On Fri, Aug 21, 2020 at 12:24:48PM +0300, Amir Goldstein wrote:
> On Fri, Aug 21, 2020 at 10:38 AM Omar Sandoval <osandov@xxxxxxxxxxx> wrote:
> >
> > From: Omar Sandoval <osandov@xxxxxx>
> >
> > This adds a new page, encoded_io(7), providing an overview of encoded
> > I/O and updates fcntl(2), open(2), and preadv2(2)/pwritev2(2) to
> > reference it.
> >
> > Cc: Michael Kerrisk <mtk.manpages@xxxxxxxxx>
> > Cc: linux-man <linux-man@xxxxxxxxxxxxxxx>
> > Signed-off-by: Omar Sandoval <osandov@xxxxxx>
> > ---
> 
> Omar,
> 
> Thanks for making the clarifications.
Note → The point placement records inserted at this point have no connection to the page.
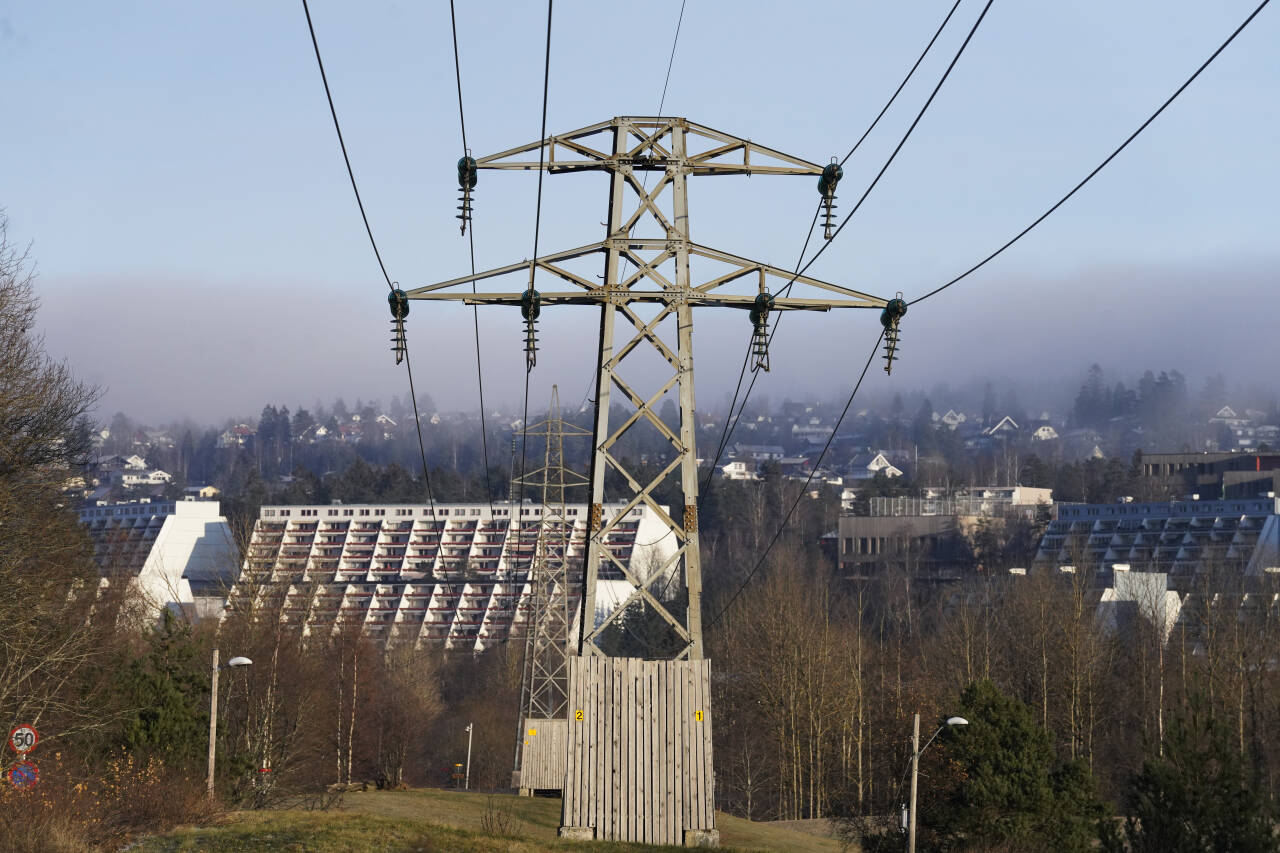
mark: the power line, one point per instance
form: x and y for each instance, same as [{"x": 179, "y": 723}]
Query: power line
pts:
[
  {"x": 342, "y": 144},
  {"x": 731, "y": 422},
  {"x": 1101, "y": 165},
  {"x": 471, "y": 237},
  {"x": 672, "y": 59},
  {"x": 391, "y": 286},
  {"x": 1045, "y": 215},
  {"x": 903, "y": 85},
  {"x": 804, "y": 489},
  {"x": 538, "y": 222},
  {"x": 457, "y": 73}
]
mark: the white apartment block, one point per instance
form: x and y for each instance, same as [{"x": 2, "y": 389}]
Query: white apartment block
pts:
[
  {"x": 178, "y": 555},
  {"x": 453, "y": 574}
]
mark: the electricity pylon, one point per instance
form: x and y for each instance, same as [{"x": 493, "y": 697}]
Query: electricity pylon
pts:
[
  {"x": 676, "y": 149},
  {"x": 671, "y": 274},
  {"x": 544, "y": 685}
]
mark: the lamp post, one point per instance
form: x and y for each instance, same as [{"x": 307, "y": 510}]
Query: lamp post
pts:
[
  {"x": 915, "y": 769},
  {"x": 213, "y": 711},
  {"x": 466, "y": 784}
]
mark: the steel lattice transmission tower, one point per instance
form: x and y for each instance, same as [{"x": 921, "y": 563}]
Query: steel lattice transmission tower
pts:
[
  {"x": 544, "y": 685},
  {"x": 653, "y": 277}
]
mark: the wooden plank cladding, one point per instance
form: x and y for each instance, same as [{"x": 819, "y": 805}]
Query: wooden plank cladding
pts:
[
  {"x": 639, "y": 757},
  {"x": 542, "y": 761}
]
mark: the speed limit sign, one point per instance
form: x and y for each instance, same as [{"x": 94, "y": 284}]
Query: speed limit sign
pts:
[{"x": 23, "y": 739}]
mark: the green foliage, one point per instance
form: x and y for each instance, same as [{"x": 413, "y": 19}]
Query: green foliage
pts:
[
  {"x": 1196, "y": 797},
  {"x": 1002, "y": 785},
  {"x": 167, "y": 690}
]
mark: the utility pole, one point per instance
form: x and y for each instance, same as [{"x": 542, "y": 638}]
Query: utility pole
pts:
[
  {"x": 466, "y": 783},
  {"x": 544, "y": 685},
  {"x": 915, "y": 775},
  {"x": 654, "y": 276},
  {"x": 213, "y": 723}
]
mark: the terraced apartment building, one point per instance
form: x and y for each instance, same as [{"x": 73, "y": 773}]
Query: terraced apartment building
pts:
[{"x": 451, "y": 573}]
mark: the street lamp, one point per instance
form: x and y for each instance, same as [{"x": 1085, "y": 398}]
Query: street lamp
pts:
[
  {"x": 915, "y": 769},
  {"x": 213, "y": 710},
  {"x": 466, "y": 784}
]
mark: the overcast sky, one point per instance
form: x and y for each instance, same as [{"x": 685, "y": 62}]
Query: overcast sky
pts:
[{"x": 176, "y": 172}]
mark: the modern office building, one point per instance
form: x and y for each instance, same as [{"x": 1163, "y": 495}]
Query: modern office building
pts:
[
  {"x": 1180, "y": 538},
  {"x": 451, "y": 573},
  {"x": 926, "y": 534},
  {"x": 178, "y": 555}
]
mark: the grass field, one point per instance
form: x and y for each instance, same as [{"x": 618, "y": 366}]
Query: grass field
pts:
[{"x": 444, "y": 821}]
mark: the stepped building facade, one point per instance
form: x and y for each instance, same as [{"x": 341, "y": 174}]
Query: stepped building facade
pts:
[{"x": 451, "y": 573}]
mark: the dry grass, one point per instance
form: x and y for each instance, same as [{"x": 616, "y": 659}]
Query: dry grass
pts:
[{"x": 402, "y": 821}]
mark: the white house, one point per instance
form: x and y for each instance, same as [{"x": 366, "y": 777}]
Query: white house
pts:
[
  {"x": 739, "y": 470},
  {"x": 178, "y": 555},
  {"x": 864, "y": 466}
]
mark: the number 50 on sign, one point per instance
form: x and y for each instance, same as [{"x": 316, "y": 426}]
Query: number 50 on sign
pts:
[{"x": 23, "y": 739}]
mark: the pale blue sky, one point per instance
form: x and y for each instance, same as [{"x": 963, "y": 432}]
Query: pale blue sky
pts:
[{"x": 176, "y": 170}]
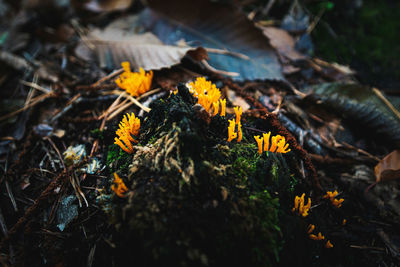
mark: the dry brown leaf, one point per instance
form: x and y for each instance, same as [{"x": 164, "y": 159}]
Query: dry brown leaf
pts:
[
  {"x": 389, "y": 167},
  {"x": 283, "y": 43},
  {"x": 215, "y": 25},
  {"x": 113, "y": 46}
]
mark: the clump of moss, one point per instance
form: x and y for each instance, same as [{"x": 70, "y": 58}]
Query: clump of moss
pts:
[
  {"x": 194, "y": 198},
  {"x": 118, "y": 160}
]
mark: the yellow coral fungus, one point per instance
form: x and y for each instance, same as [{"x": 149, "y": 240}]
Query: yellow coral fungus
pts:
[
  {"x": 331, "y": 196},
  {"x": 240, "y": 133},
  {"x": 135, "y": 83},
  {"x": 231, "y": 130},
  {"x": 328, "y": 244},
  {"x": 119, "y": 186},
  {"x": 316, "y": 237},
  {"x": 216, "y": 107},
  {"x": 310, "y": 228},
  {"x": 223, "y": 105},
  {"x": 299, "y": 205},
  {"x": 207, "y": 95},
  {"x": 129, "y": 126},
  {"x": 278, "y": 143},
  {"x": 238, "y": 113},
  {"x": 259, "y": 143},
  {"x": 266, "y": 140}
]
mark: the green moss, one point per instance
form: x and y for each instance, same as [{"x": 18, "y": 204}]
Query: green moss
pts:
[
  {"x": 244, "y": 157},
  {"x": 267, "y": 210},
  {"x": 118, "y": 160}
]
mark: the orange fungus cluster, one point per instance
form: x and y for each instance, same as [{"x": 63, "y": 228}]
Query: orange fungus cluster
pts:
[
  {"x": 135, "y": 83},
  {"x": 128, "y": 127},
  {"x": 278, "y": 143}
]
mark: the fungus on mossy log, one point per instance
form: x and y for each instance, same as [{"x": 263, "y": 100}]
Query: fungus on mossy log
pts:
[{"x": 196, "y": 199}]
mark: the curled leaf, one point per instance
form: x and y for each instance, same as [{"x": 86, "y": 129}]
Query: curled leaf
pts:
[{"x": 389, "y": 167}]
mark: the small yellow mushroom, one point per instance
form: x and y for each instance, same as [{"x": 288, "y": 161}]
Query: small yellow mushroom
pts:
[
  {"x": 231, "y": 130},
  {"x": 299, "y": 205},
  {"x": 223, "y": 105},
  {"x": 238, "y": 113},
  {"x": 216, "y": 107},
  {"x": 119, "y": 186},
  {"x": 240, "y": 134},
  {"x": 259, "y": 143},
  {"x": 134, "y": 83},
  {"x": 129, "y": 126}
]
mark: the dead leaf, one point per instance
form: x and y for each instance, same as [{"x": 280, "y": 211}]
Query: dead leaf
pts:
[
  {"x": 283, "y": 43},
  {"x": 389, "y": 167},
  {"x": 113, "y": 46},
  {"x": 218, "y": 26}
]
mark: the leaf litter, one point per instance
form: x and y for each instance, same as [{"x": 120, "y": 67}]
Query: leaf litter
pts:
[{"x": 349, "y": 131}]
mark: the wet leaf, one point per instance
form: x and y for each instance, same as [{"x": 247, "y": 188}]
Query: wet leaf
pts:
[
  {"x": 114, "y": 45},
  {"x": 217, "y": 26},
  {"x": 389, "y": 167}
]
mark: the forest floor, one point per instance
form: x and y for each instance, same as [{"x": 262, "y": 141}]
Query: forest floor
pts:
[{"x": 191, "y": 197}]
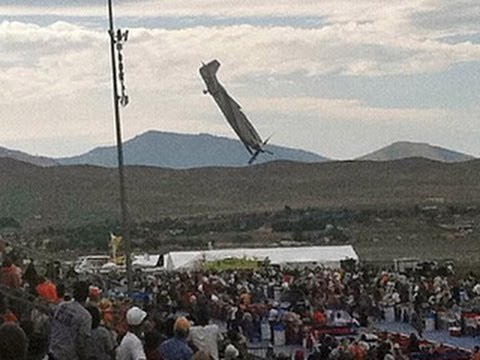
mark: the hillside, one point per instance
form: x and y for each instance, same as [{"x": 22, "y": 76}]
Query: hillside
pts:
[
  {"x": 21, "y": 156},
  {"x": 404, "y": 149},
  {"x": 182, "y": 151},
  {"x": 72, "y": 195}
]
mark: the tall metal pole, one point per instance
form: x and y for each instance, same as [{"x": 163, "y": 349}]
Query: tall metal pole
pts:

Some questions below.
> 
> [...]
> 
> > +.PP
> > +As the filesystem page cache typically contains decoded data,
> > +encoded I/O bypasses the page cache.
> > +.SS Extent layout
> > +By using
> > +.IR len ,
> > +.IR unencoded_len ,
> > +and
> > +.IR unencoded_offset ,
> > +it is possible to refer to a subset of an unencoded extent.
> > +.PP
> > +In the simplest case,
> > +.I len
> > +is equal to
> > +.I unencoded_len
> > +and
> > +.I unencoded_offset
> > +is zero.
> > +This means that the entire unencoded extent is used.
> > +.PP
> > +However, suppose we read 50 bytes into a file
> > +which contains a single compressed extent.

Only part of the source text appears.